36 migrants africains expulsés vers Yaoundé engagent un recours judiciaire contre les États-Unis

Leur avocat dénonce une violation des droits fondamentaux et réclame la protection du Cameroun contre toute expulsion vers des pays où ils risquent la persécution.

Trente-six ressortissants africains, récemment expulsés des États-Unis vers le Cameroun dans le cadre d’un dispositif migratoire controversé, ont saisi la justice camerounaise pour contester leur situation et exiger une protection légale. Leur avocat, Me Joseph Fru Awah, a confirmé cette initiative judiciaire lors d’une déclaration publique, soulignant l’urgence de la situation pour ses clients.

Une procédure pour suspendre l’accord migratoire et obtenir un statut légal

La plainte déposée devant le tribunal administratif de Yaoundé poursuit un double objectif : d’une part, suspendre l’accord migratoire liant le Cameroun et les États-Unis, et d’autre part, permettre aux 36 migrants d’obtenir un statut juridique leur garantissant un séjour régulier dans le pays.

Me Joseph Fru Awah a vivement critiqué le mécanisme d’expulsion vers des pays tiers, qualifiant le Cameroun de simple « plateforme de transit » dans ce processus. « Aucun pays ne peut servir de relais pour expulser des personnes vers des territoires où elles risquent la torture ou des persécutions », a-t-il insisté, rappelant les obligations internationales du Cameroun en matière de droits humains.

Des profils protégés aux États-Unis, désormais menacés au Cameroun

Ces 36 individus, originaires de la République démocratique du Congo, du Ghana, de l’Angola, de l’Éthiopie, de la Sierra Leone, du Kenya, du Sénégal, du Zimbabwe et du Maroc, bénéficiaient jusqu’alors d’une protection judiciaire aux États-Unis contre une expulsion vers leur pays d’origine. Pourtant, entre janvier et mai 2026, ils ont été contraints de quitter le territoire américain pour être redirigés vers le Cameroun.

Depuis leur arrivée à Yaoundé, ces migrants sont hébergés dans un centre géré conjointement par les autorités camerounaises et l’Organisation internationale pour les migrations (OIM). Cependant, leur situation administrative reste précaire : privés de documents d’identité et de statut légal, ils subissent des restrictions de déplacement et vivent dans l’incertitude quant à leur avenir.

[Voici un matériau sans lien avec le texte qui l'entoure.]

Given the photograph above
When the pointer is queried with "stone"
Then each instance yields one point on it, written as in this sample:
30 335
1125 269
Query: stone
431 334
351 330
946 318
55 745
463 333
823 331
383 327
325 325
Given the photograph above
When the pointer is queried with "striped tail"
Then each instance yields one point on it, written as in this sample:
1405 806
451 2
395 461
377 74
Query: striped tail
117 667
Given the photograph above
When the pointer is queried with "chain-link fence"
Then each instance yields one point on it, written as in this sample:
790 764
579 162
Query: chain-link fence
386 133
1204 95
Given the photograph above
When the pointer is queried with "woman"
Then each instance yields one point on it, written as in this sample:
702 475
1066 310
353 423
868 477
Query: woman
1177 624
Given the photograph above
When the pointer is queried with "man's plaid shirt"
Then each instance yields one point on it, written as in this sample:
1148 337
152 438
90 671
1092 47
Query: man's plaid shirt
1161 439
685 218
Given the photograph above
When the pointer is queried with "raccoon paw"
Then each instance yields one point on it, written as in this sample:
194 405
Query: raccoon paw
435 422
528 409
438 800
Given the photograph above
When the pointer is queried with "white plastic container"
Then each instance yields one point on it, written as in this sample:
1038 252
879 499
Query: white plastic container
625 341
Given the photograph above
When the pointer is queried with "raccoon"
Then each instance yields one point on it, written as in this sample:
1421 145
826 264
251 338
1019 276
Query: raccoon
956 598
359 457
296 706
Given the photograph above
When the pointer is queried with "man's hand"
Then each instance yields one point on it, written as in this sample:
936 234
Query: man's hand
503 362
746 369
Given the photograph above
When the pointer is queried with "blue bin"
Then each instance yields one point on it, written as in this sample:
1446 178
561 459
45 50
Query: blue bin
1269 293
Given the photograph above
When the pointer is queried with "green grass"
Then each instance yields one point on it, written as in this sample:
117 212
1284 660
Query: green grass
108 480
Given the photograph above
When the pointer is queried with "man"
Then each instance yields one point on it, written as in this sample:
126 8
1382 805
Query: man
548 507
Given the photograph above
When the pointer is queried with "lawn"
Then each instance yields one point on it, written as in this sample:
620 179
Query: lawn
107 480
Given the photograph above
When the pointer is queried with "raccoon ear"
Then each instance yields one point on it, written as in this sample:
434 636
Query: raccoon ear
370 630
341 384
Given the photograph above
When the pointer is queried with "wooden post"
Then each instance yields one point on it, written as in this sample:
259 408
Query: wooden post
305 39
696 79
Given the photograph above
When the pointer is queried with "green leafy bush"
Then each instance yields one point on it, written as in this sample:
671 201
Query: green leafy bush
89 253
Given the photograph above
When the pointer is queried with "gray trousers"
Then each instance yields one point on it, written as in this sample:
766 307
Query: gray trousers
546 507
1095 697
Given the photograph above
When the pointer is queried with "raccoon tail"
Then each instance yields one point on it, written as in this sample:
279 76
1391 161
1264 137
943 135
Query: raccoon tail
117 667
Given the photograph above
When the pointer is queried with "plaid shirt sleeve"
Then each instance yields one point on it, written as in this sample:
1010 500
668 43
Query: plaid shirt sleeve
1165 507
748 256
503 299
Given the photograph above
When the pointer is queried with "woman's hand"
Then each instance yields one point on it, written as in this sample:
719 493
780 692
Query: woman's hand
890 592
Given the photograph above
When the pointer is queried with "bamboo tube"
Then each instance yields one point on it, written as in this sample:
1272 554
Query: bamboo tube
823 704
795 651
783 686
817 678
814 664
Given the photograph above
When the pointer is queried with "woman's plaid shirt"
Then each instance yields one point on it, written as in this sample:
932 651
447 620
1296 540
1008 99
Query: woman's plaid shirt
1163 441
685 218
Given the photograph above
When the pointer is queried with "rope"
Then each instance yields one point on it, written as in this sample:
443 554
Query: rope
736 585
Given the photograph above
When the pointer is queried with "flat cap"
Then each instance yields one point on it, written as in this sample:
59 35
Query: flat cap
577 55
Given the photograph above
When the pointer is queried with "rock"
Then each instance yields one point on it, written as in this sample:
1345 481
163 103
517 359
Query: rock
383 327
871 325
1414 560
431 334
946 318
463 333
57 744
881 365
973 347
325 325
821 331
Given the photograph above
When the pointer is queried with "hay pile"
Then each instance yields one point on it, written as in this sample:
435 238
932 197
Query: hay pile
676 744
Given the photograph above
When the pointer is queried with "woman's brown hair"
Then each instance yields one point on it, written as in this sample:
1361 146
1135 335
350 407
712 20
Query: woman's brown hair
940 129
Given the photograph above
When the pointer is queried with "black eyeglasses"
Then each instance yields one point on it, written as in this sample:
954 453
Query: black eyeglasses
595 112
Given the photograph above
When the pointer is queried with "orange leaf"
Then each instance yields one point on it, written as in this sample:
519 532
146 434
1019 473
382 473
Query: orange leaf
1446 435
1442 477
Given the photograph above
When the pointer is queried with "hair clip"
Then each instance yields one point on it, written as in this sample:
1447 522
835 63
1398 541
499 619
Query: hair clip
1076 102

Des négociations sous pression et des millions de dollars en jeu

Les États-Unis ont multiplié les pressions pour inciter certains pays africains, dont le Cameroun, à accepter ces transferts. Selon des informations relayées par des observateurs, Washington aurait proposé des accords financiers s’élevant à plusieurs millions de dollars, tout en brandissant la menace de restrictions sur les visas pour les ressortissants camerounais.

Plusieurs nations africaines, dont la Centrafrique, la Guinée équatoriale, le Ghana, le Rwanda, le Soudan du Sud, l’Eswatini, la République démocratique du Congo et la Sierra Leone, figurent parmi les pays ayant accepté de recevoir des migrants expulsés des États-Unis. Les autorités américaines assurent que ces transferts vers des pays tiers ne violent pas le droit international, dès lors qu’ils ne concernent pas un renvoi vers le pays d’origine des intéressés.

Un recours urgent pour éviter l’expulsion vers des pays à risque

Le recours déposé à Yaoundé vise avant tout à empêcher toute expulsion ultérieure de ces 36 migrants vers leur pays d’origine, où ils pourraient être exposés à des risques graves. Me Joseph Fru Awah a rappelé que le Cameroun, en tant que signataire de conventions internationales, ne peut se soustraire à ses responsabilités en matière de protection des réfugiés et des demandeurs d’asile.

Cette affaire met en lumière les tensions croissantes autour des politiques migratoires américaines et leurs répercussions sur les pays africains partenaires, souvent contraints de gérer des situations humanitaires complexes sans toujours disposer des ressources nécessaires.